Melanie is asking about visiting one of the many Tibetan monasteries that have sprung up since the 1959 exile of the Tibetans fleeing the Chinese invasion. (People often mistake this event as having been part of the Cultural Revolution, but that was years later - 1966. The Tibetan invasion was a good old fashioned rape and pillage invasion.) The major Tibetan monasteries were destroyed, and here in India the Tibetans recreated them, naming them after the originals. In Tibet there was a Sera Jey, a Sera Mey and a Drepung Monastery in Tibet - now their counterparts are in India.
The largest Tibetan population outside Tibetan borders exists not in Dharmsala, famed residence of His Holiness the Dalai Lama, but in Bylakuppe, a small village in misty green foothills of Karnataka tea-growing country. When the Tibetans were relocated here in the early 1960s, it was completely undeveloped. Many Tibetans died from the heat, humidity and subcontinental diseases to which they had no resistance. Over the decades, it has become a corner of Tibet in southern India. Here you can escape the manic quality of Indian life, where you are surrounded by maroon-robed monks sipping steaming glasses of butter-tea and speaking very little English.
Welcome to India!
While I'm not sure what a Dh is (to me, it stands for Desperate Housewives), I will be glad to assist you.
Yes, Sera Monastery, in Bylakuppe, southern Karnataka, is accessible from Bangalore - in about five hours; from Chennai, about fifteen (train from Chennai-Bangalore is 5 to 7 hours; or just go direct to Mysore and follow below).
"Sera" is actually two institutions - Sera Mey Monastery and Sera Jey University, where monks study for their Khenpo degrees. It's only 3 hours from Mysore, but you'll feel for all the world that you're in the Himalayan foothills.
From Bangs, one must first go through Mysore, where you can catch a bus to BYLAKUPPE or KUSHALNAGAR, the nearest towns to Sera Monastery. (You might be able to get a direct bus to Bylakuppe/Kushalnagar from Bangalore bus stand, but it will go through Mysore). I recommend combining Sera with a day trip to Mysore if possible. (Check out the Maharajah's palace, Chamundi Temple, Devaraj Market. Warning: the Palace is under siege - by some of the worst hawkers imagineable. They literally chase you down, carrying beads, trinkets, postcards and such. I had to tell one, "if you don't leave me alone, I will hit you.")
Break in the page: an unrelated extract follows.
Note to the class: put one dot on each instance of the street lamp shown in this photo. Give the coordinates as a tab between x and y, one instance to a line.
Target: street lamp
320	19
The bus from Bangalore to Mysore, which you catch from Majestic Bus Stand (name for the nearby movie theatre) is approximately 2 hours; you can get a private coach for this to avoid the bumpier, smellier and more crowded state and local buses. From Mysore to Kushalnagar on the local bus is another 3 hours or so. My bus ride was quite colourful, including wandering minstrels with small fiddles who got on board to sing for their supper, and of course, a sprinkling of monks and other Tibetans returning from their errands in Mysore (the nearest big city).
Not including transition times (finding the bus, waiting for the bus to fill up so it can leave, and so on. Buses, at least state and local buses here, rarely leave before they are full to overflowing).
From the Kushalnagar bus stop, you must take an autorickshaw ("three wheeler") up to the monastery. Three years ago it was about 80Rs which sounds high, but it is a long way and there is no other way up there. Petrol (gas) prices have increased several times since then so it might be more. You can often find some monks wandering round the bus stand, or hoofing it up the long road, who are also on their way up to the monasteries and need a ride. Sometimes they flag you down for a lift, or you can be pro-active and offer. It's much more fun to share! Huddling innocently in a crowded autorickshaw with giggling monks who are nervous about getting too close to a woman is an experience every girl should have. Of course, you must dress conservatively and respect the monastic lifestyle while in the area.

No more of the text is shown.